Jury Instructions on Undue Influence: Virginia Supreme Court Clarifies the Law

The Virginia Supreme Court recently handed down an important ruling that clarifies how juries should be instructed as to a presumption of undue influence in will contests. This opinion (Parson v. Miller, 822 S.E.2d 169) is essential reading for any estate litigator.

Under Virginia law, a presumption of undue influence arises in certain circumstances relating to the execution of a will, pursuant to which the burden of proof shifts to the proponent of the will to rebut the presumption. Prior to Parson, there was some question as to the manner in which a jury should be instructed about the presumption of undue influence. The question was: should the jury be instructed to find whether the presumption of undue influence has been rebutted, or should the trial court make such a determination as a matter of law (and in turn keep that decision from the jury)?

In Parson, the Virginia Supreme Court answered that question in favor of the second option: that the trial court (as opposed to the jury) should make the determination of whether the presumption of undue influence was rebutted.

The following is the key portion of the Court’s opinion:

[T]he only effect of the presumption is to shift the burden of production to the proponent of the will. The contestant of a will always retains the burden of persuasion, and in order to prevail on a claim of undue influence, the contestant of a will must prove undue influence by clear and convincing evidence.

Having clarified the type of presumption that applies in cases alleging undue influence in the creation of a will, we will take this opportunity to set forth the legal effect of this presumption in such cases. If a contestant of a will pleads sufficient facts to allege that (1) the testator was old when his will was established; (2) he named a beneficiary who stood in a relationship of confidence or dependence; and (3) he previously had expressed an intention to make a contrary disposition of his property, such allegations would be sufficient to survive demurrer. At trial, if a contestant of a will puts forth evidence to prove these three elements, the presumption would be established and the contestant would survive a motion to strike his evidence at the close of the plaintiff’s evidence.

Once the presumption of undue influence is established, the burden of production then shifts to the proponent of the will. If the proponent of the will puts forth no evidence at this point, the presumption of undue influence is sufficient to form the basis of a verdict in the contestant’s favor. In order to rebut the presumption, the proponent of the will is required to put forth countervailing evidence tending to prove that the decedent’s will was not overborne. We have explained that “not all influence is undue in the legal sense. To be classified as ‘undue,’ influence must place the testator in the attitude of saying, ‘It is not my will but I must do it.'” If the proponent of the will produces evidence tending to prove that the decedent’s will was not overborne, the presumption “disappears like a bursting bubble.” The contestant of the will then retains the burden of proving undue influence by clear and convincing evidence.

If the presumption has been rebutted and has “disappeared,” the jury should not be instructed as to the presumption.
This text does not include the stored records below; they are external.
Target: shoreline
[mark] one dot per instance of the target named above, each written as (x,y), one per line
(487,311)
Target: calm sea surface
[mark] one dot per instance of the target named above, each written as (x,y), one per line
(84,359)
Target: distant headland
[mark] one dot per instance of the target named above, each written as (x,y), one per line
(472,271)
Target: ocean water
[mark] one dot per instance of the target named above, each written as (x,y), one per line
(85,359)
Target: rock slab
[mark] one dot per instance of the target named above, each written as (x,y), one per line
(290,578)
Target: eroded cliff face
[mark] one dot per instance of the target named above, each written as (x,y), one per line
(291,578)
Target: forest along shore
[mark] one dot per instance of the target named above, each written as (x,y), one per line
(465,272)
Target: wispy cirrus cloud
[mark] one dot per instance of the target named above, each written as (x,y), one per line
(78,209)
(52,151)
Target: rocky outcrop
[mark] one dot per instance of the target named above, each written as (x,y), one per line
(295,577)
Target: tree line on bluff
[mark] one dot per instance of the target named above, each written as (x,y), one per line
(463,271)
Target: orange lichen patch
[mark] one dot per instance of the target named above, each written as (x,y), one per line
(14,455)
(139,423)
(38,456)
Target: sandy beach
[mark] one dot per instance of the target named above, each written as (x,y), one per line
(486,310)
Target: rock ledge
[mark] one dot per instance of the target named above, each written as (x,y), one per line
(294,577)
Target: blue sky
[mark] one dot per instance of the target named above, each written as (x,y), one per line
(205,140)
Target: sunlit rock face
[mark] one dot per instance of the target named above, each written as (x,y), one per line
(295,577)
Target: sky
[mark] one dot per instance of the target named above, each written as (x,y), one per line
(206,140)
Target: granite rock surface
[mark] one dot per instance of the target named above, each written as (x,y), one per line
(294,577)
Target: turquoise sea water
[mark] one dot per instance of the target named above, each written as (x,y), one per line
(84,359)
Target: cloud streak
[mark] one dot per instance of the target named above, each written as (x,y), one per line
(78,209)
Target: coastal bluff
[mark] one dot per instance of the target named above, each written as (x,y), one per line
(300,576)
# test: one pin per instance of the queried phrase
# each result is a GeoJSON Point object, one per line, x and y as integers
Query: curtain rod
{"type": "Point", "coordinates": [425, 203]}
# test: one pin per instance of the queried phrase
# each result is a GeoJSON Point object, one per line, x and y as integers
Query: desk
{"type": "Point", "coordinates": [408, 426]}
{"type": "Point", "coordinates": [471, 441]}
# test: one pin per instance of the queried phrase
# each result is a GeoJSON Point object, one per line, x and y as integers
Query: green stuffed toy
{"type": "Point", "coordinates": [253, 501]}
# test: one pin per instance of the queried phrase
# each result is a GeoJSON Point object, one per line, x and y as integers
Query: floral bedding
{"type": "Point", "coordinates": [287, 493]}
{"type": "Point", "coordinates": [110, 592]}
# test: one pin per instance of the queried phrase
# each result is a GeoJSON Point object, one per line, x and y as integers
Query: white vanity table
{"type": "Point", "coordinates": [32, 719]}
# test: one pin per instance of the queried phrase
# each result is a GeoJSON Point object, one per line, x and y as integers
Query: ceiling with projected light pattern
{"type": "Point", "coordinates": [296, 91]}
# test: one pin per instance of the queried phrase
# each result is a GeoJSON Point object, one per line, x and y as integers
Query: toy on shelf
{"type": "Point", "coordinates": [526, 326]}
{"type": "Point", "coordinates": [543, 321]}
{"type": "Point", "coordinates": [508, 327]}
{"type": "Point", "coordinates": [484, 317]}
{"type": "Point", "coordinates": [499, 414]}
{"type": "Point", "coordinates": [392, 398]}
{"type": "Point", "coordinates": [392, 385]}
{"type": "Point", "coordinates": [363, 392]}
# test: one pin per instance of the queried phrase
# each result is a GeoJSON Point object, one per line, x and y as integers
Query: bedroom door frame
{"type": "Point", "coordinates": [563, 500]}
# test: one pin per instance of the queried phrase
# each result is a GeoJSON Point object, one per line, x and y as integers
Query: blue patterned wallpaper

In order to submit the question of undue influence to the jury, “there must be evidence presented which is sufficient to show that the person executing the will was deprived of his volition to dispose of his property as he wished.” If such evidence is insufficient to submit to the jury, the proponent’s motion to strike the contestant’s evidence should be granted.

(internal citations omitted).

Practically speaking, I suspect that there will be few scenarios in which the proponent of the will wouldn’t be able to put forward at least some evidence tending to prove that the decedent’s will was not overborne. The practical effect would be to “burst the bubble” (using the Court’s words) of the presumption, thereby keeping the jury from being instructed as to the presumption. The result of the Parson holding is that going forward, there will likely be very few instances in which a jury is instructed on the undue influence presumption.